I will begin by describing the Claimant groups and background facts. My description is largely based on the Claimants' pleaded case (including the proposed amendments in the recent RAPOC), as supplemented by the short witness statements submitted on behalf of the parties.

III. The Claimant Groups

10

The Claimants are individuals who claim to have been customers or prospective customers of the Defendant and/or family members of such persons. They claim (and, in respect of the majority of Claimants, the Defendant admits) that the Defendant stored and processed their personal data in that context. At a high level, the Claimants' essential case is that their personal data was obtained from the Defendant's IT systems by unknown criminal third parties. They say that their personal data was then used by those third parties in furtherance of frauds perpetrated against them. The Claimants identify two specific incidents in the RAPOC which they say gave rise to unauthorised access to their personal data (the 2014 Breach and the 2015 Breach, as described below). They also rely upon a third category of breaches (referred to as “Unconfirmed Breaches”). That is a controversial category.

11

It is important to note that one needs to distinguish between “Breach” in this context and breach of the DPA. The Defendants more helpfully and accurately refer to the 2014 and 2015 matters as “Incidents” which allows one to distinguish between those events and breaches of the legislation.
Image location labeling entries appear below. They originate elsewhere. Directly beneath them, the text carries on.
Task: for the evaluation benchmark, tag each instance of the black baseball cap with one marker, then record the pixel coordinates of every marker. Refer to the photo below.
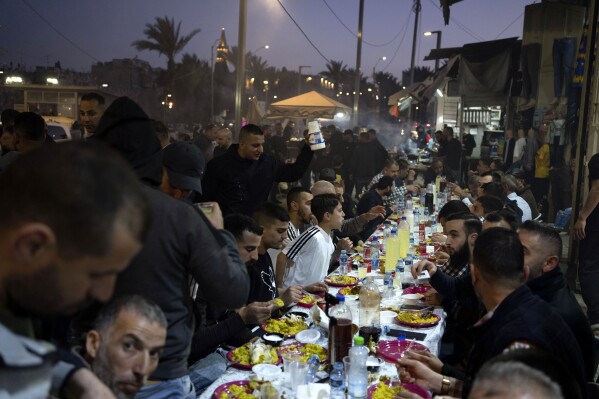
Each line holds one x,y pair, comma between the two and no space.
184,164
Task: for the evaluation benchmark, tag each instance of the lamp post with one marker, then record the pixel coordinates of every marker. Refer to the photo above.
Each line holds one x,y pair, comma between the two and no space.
299,79
212,80
438,33
265,95
167,103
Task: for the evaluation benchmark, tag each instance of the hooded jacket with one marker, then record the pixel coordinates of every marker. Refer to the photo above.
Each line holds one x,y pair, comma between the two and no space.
181,243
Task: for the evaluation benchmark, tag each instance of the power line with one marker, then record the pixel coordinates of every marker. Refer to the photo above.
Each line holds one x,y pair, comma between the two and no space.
356,36
459,24
400,42
59,33
303,33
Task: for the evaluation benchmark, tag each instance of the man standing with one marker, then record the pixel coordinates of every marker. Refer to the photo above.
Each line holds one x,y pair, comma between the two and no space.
125,344
372,198
57,255
182,243
586,229
224,139
243,177
91,109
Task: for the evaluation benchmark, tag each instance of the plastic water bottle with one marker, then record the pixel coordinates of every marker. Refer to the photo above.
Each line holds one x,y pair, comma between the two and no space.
343,262
358,374
375,254
337,381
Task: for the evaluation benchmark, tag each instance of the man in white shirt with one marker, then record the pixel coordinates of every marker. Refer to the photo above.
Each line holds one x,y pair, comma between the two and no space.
306,259
510,185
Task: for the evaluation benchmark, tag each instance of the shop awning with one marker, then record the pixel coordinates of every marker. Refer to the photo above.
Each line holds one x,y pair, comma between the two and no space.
311,105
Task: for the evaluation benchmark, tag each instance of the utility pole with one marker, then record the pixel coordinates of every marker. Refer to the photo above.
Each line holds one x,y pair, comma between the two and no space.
358,61
417,8
240,72
299,79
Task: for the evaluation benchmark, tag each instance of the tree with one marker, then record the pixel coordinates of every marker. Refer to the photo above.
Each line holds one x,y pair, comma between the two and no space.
165,38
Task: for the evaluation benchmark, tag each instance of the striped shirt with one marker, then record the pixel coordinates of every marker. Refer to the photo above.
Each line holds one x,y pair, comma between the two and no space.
309,256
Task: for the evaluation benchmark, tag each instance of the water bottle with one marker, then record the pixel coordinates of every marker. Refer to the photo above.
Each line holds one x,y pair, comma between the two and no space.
375,255
358,374
337,380
313,365
343,262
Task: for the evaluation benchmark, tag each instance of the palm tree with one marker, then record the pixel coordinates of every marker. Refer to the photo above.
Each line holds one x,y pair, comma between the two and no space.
165,38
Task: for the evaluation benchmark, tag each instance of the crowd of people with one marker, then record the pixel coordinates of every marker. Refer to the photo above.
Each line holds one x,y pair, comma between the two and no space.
129,260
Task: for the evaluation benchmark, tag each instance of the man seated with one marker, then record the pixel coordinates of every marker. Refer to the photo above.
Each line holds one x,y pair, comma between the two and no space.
217,326
374,197
298,208
516,318
306,260
486,204
396,170
125,342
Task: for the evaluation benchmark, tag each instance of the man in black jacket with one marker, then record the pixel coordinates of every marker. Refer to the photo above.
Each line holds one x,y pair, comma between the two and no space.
516,318
542,253
181,243
243,177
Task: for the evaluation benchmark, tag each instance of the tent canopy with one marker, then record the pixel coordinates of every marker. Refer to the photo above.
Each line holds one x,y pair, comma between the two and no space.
311,105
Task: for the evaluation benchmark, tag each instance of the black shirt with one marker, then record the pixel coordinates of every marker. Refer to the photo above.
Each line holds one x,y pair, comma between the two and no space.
262,280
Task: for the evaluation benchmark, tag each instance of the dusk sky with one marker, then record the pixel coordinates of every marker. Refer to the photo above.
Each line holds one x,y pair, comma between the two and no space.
105,29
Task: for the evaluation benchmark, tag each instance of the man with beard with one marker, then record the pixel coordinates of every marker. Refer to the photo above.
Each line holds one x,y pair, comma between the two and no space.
218,325
542,254
462,305
59,253
298,207
125,344
515,318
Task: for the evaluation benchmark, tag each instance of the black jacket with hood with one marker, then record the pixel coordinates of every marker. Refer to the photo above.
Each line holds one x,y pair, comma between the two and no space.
181,243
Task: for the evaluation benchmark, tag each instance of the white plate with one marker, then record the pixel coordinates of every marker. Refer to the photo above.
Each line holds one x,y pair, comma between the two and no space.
268,372
309,336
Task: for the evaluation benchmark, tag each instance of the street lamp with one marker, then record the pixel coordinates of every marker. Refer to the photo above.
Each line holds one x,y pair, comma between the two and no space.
438,33
374,67
266,46
212,80
299,79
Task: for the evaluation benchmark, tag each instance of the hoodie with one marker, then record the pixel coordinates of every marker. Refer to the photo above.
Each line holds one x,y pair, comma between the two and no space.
181,243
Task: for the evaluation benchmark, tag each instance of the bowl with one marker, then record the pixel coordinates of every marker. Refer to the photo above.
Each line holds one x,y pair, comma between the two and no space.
309,336
273,339
411,299
267,372
373,364
387,316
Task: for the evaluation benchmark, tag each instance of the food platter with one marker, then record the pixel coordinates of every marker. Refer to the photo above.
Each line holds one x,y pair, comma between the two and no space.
412,319
288,326
231,390
341,281
392,351
384,391
250,354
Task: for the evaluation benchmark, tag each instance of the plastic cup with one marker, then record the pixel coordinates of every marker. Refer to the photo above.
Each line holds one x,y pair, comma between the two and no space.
298,373
346,366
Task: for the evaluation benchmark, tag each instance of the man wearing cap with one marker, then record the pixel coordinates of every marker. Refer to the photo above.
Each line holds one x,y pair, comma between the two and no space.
182,170
242,178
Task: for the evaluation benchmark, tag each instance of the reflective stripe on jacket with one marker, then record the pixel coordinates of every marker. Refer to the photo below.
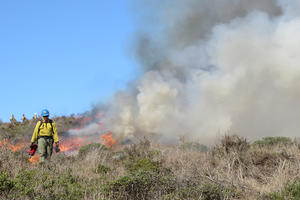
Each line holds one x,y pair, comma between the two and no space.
45,130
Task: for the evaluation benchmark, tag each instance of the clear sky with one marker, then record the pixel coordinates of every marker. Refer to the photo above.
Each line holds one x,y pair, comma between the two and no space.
63,55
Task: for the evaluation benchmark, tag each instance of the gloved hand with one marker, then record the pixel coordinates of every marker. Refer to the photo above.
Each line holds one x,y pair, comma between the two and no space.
57,147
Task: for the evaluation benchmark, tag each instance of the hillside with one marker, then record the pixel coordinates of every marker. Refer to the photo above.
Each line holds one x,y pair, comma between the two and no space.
91,169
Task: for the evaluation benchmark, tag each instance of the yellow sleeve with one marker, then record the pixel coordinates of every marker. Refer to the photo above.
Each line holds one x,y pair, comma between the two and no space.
55,135
35,132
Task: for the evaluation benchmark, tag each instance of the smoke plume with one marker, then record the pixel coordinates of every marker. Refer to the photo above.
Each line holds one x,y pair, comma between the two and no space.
210,67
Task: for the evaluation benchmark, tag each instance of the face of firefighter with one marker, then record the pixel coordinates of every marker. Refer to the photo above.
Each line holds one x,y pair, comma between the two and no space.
45,119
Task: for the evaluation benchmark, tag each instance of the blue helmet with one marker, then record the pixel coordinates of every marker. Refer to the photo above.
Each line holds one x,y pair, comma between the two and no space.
45,113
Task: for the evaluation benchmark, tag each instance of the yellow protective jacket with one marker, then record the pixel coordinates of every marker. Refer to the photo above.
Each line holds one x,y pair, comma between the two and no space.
45,130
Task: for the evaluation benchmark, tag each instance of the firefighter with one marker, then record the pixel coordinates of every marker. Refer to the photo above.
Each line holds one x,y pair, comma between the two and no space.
35,116
45,134
24,118
13,119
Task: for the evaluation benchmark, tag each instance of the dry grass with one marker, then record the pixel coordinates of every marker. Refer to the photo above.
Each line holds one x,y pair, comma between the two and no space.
232,169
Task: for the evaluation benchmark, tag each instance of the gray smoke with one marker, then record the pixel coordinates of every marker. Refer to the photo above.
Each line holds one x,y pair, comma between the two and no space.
210,67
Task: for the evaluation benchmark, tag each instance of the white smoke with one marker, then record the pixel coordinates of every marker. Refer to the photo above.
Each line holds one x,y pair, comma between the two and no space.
217,66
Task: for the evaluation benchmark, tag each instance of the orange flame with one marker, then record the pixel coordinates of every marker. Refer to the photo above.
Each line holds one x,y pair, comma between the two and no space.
71,144
108,139
17,146
34,159
13,147
3,142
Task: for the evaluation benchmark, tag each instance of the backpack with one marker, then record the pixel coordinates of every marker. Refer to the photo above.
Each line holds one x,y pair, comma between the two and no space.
41,123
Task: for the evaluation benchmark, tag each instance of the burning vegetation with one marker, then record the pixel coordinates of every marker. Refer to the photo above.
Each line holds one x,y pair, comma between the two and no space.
98,167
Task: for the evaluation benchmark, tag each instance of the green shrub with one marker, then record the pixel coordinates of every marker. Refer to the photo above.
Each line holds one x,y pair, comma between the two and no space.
144,165
25,183
6,184
147,179
270,141
194,146
291,191
101,169
140,185
87,148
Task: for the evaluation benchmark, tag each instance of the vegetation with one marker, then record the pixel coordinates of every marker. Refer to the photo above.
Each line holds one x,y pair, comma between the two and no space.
231,169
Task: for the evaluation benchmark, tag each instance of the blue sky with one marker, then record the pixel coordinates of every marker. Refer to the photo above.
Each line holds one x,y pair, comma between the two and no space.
64,55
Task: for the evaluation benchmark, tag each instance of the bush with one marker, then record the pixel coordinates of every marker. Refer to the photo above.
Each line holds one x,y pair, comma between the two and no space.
90,147
231,143
25,183
291,191
101,169
144,165
271,141
6,184
194,146
147,179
I will however use the Claimants' terms below because I will need to quote from their pleadings in some detail and confusion will be caused if I use the Defendant's defined terms.

12

The Claimants have been divided into three groups:

i) Group 1 — the 2014 Claimants. This group is defined in paragraph 4 (a) of the RAPOC and consists of 16 Claimants identified in Annex A to the RAPOC. It is said that they were affected by the 2014 Breach and, as a result, were “scammed” out of money by fraudsters who were able to pretend to be employed by the Defendant as a result of the data obtained and/or were victims of attempted scams.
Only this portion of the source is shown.